ROANOKE TIMES

                         Roanoke Times
                 Copyright (c) 1995, Landmark Communications, Inc.

DATE: THURSDAY, May 26, 1994                   TAG: 9405260093
SECTION: VIRGINIA                    PAGE: C1   EDITION: METRO 
SOURCE: GREG SCHNEIDER STAFF WRITER
DATELINE: RICHMOND                                LENGTH: Medium


COLEMAN TOLD: GIVE UP OR ELSE

The head of the state Republican Party threatened Wednesday to excommunicate former Attorney General Marshall Coleman if Coleman doesn't renounce a bid to get on the ballot this fall as an independent candidate for the U.S. Senate.

``I am asking Marshall Coleman to state publicly that he has disavowed an independent candidacy and requested that no further efforts be made by others to formalize his candidacy,'' Patrick McSweeney, party chairman, said in a news release.

Coleman did not return a phone call, but Dan Clemente, the Northern Virginia businessman orchestrating the drive to get Coleman on the ballot, said the effort would continue.

``It's not going to deter me at all,'' said Clemente, who predicted that Coleman will have more than the 15,000 signatures needed to get on the ballot as an independent before the party convenes June 4 to pick a nominee.

Clemente cautioned that he does not speak for Coleman but pointed out that he has left his telephone answering machine on for weeks now in case the former attorney general calls to discourage the petition drive. ``I haven't gotten any calls,'' Clemente said.

McSweeney pointed out that Coleman is registered as a delegate to the convention, and that delegates will be required to sign a pledge to support whatever candidate the party nominates.

``There can't be a more explicit failure to support the nominee than running against [him],'' McSweeney said. ``By definition, [Coleman] would no longer be a Republican.''

McSweeney said he would welcome an effort to nominate Coleman at the convention, but if the effort failed, Coleman would have to pledge not to challenge the nominee.
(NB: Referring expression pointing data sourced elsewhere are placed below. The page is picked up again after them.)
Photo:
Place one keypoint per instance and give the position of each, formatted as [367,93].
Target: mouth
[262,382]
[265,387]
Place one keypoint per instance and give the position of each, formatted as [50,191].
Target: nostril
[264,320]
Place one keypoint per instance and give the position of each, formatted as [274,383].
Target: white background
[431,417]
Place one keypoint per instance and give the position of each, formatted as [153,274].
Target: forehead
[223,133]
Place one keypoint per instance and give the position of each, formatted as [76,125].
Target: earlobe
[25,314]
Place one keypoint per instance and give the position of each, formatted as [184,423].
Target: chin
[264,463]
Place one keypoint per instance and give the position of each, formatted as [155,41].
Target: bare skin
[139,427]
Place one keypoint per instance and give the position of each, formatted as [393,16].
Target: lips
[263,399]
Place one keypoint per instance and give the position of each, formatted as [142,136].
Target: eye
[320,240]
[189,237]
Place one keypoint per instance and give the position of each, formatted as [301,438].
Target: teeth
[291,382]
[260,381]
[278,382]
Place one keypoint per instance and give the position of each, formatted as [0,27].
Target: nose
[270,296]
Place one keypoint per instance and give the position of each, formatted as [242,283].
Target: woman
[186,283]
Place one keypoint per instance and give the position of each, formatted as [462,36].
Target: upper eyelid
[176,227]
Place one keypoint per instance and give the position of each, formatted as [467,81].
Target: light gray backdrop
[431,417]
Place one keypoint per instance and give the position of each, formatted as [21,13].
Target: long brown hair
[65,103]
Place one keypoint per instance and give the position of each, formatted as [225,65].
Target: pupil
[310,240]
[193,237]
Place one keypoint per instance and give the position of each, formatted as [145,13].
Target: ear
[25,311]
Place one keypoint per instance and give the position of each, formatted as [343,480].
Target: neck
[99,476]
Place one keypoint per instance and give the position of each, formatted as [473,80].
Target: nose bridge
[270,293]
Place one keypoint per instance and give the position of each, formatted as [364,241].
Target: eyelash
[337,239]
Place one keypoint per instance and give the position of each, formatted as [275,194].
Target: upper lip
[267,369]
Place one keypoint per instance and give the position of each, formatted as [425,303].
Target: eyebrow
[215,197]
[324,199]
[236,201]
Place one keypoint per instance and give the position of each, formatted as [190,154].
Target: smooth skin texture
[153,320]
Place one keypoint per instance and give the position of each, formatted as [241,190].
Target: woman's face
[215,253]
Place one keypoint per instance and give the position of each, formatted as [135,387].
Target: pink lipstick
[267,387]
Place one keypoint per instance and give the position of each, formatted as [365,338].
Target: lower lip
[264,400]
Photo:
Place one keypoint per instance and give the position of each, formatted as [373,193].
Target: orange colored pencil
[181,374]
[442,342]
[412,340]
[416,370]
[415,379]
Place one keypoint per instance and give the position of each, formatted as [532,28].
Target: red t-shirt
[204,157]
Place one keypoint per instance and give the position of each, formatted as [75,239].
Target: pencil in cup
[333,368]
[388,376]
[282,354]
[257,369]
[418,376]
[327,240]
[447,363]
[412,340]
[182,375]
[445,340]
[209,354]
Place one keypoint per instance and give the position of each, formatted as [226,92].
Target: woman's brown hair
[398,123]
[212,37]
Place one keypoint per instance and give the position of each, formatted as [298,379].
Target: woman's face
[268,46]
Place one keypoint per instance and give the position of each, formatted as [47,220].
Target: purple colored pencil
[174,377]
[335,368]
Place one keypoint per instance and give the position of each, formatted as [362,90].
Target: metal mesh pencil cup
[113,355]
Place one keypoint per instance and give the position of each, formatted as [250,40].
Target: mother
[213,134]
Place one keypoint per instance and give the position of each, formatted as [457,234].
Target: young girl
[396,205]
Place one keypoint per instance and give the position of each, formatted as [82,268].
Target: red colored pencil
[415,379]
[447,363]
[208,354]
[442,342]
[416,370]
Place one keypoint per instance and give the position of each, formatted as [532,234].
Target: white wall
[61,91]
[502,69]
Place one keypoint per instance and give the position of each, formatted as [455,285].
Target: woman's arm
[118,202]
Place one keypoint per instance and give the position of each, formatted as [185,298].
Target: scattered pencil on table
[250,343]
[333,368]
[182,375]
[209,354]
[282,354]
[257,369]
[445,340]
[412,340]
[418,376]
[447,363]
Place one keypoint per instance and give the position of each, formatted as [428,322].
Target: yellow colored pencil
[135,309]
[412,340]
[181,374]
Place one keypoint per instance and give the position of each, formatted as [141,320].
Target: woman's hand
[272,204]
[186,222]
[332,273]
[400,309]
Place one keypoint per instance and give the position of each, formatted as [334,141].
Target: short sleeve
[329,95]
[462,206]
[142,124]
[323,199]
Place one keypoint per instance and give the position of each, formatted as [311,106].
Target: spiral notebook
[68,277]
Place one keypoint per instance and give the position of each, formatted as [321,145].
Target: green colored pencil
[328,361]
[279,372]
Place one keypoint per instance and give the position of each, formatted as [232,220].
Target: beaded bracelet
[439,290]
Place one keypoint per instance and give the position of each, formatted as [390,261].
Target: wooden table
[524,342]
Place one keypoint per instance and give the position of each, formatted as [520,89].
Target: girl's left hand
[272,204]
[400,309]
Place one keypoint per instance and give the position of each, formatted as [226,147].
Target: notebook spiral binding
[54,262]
Iran-Contra figure Oliver North and former Reagan administration budget director Jim Miller are the contenders.

``Legally, I don't know what we could do to keep him off the ballot,'' said McSweeney, a lawyer. ``Probably nothing ... But if you lose, you subordinate your own values and own preferences in the interest of the party ... If you don't do that, it's just every man for himself.''

Coleman has carried the torch for the GOP for years. He served as attorney general from 1978 to 1982 and was the party's nominee for governor in 1981 and 1989.